Gouvernement : des mesures renforcées pour lutter contre les accidents persistants

Accidents de la route en Côte d’Ivoire : un constat alarmant et des mesures renforcées

Le directeur de l’Office de Sécurité routière (OSER), Etienne Kouakou, a affirmé l’engagement ferme du ministère des Transports et des Affaires maritimes pour lutter contre la montée inquiétante des accidents de la route en Côte d’Ivoire.

Un appel urgent à la responsabilité

C’est lors de la conférence de presse hebdomadaire « Tout Savoir Sur », organisée le 17 février 2026 à Abidjan-Plateau par le Centre d’Information et de Communication gouvernementale (CICG), qu’Etienne Kouakou a fait entendre sa voix. Le thème de cette rencontre portait sur « Prévention, contrôle et sanctions des infractions routières en Côte d’Ivoire ». Le directeur de l’OSER a souligné la nécessité d’intensifier les actions tant de prévention que de répression des comportements irresponsables au volant.

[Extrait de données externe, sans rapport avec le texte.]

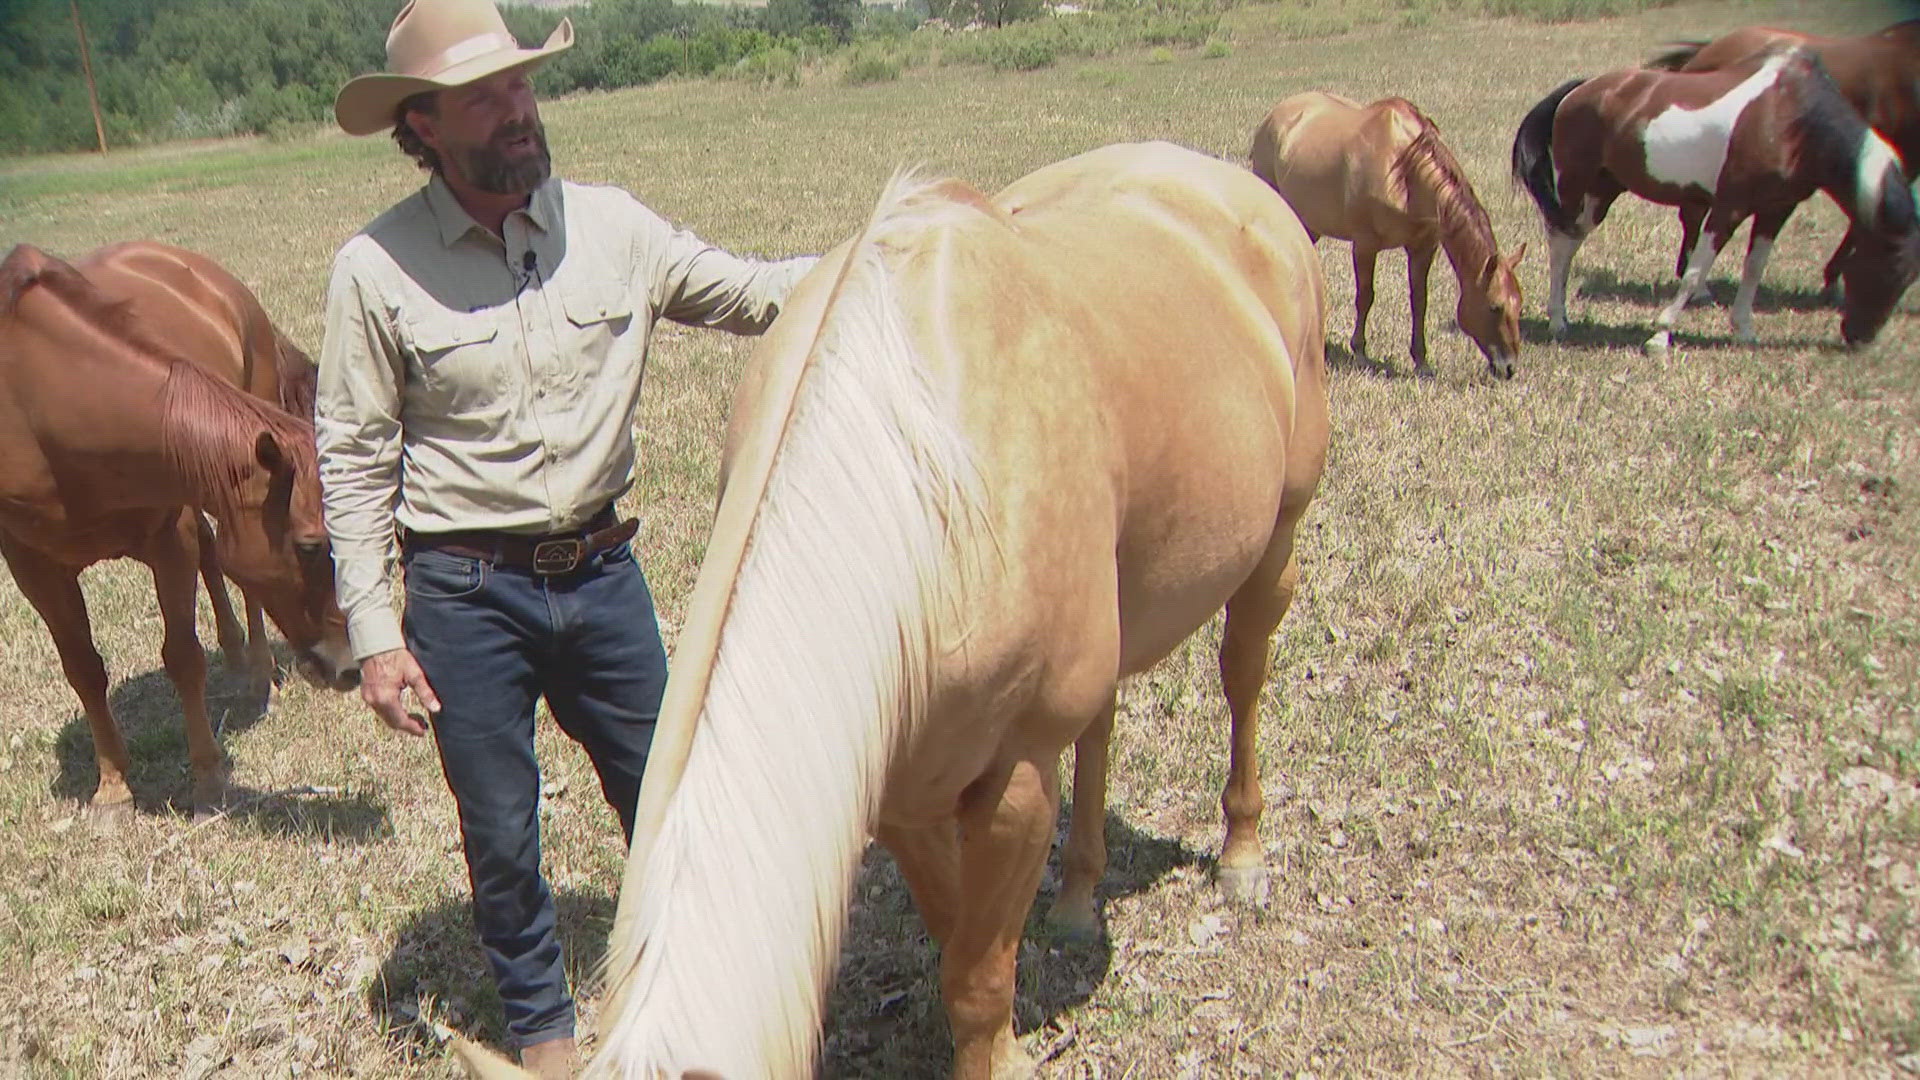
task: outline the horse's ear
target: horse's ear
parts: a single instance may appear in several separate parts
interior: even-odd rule
[[[1520,260],[1525,258],[1526,254],[1527,254],[1527,245],[1525,241],[1522,241],[1519,247],[1513,249],[1513,254],[1507,256],[1507,269],[1511,270],[1514,267],[1519,266]]]
[[[271,431],[261,431],[253,440],[253,459],[267,470],[269,476],[279,476],[293,468],[287,460],[287,452],[280,448],[280,440],[273,437]]]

« La situation actuelle exige des mesures fortes », a-t-il déclaré, précisant que le ministère prend à cœur la gravité des faits. Malgré des avancées notables au fil des années, le tableau reste préoccupant.

Un bilan mitigé

Les chiffres publiés par le directeur de l’OSER témoignent d’une réalité contrastée. En 2025, la Côte d’Ivoire a enregistré une baisse des décès sur les routes de 19 % par rapport à 2021, passant de 1 614 à 1 307 victimes. Etienne Kouakou a attribué cette amélioration aux initiatives mises en œuvre dans le cadre de la stratégie nationale, en vigueur depuis la Déclaration de Stockholm de février 2020, qui vise à réduire de 50 % le nombre de décès dus aux accidents de la route d’ici 2030.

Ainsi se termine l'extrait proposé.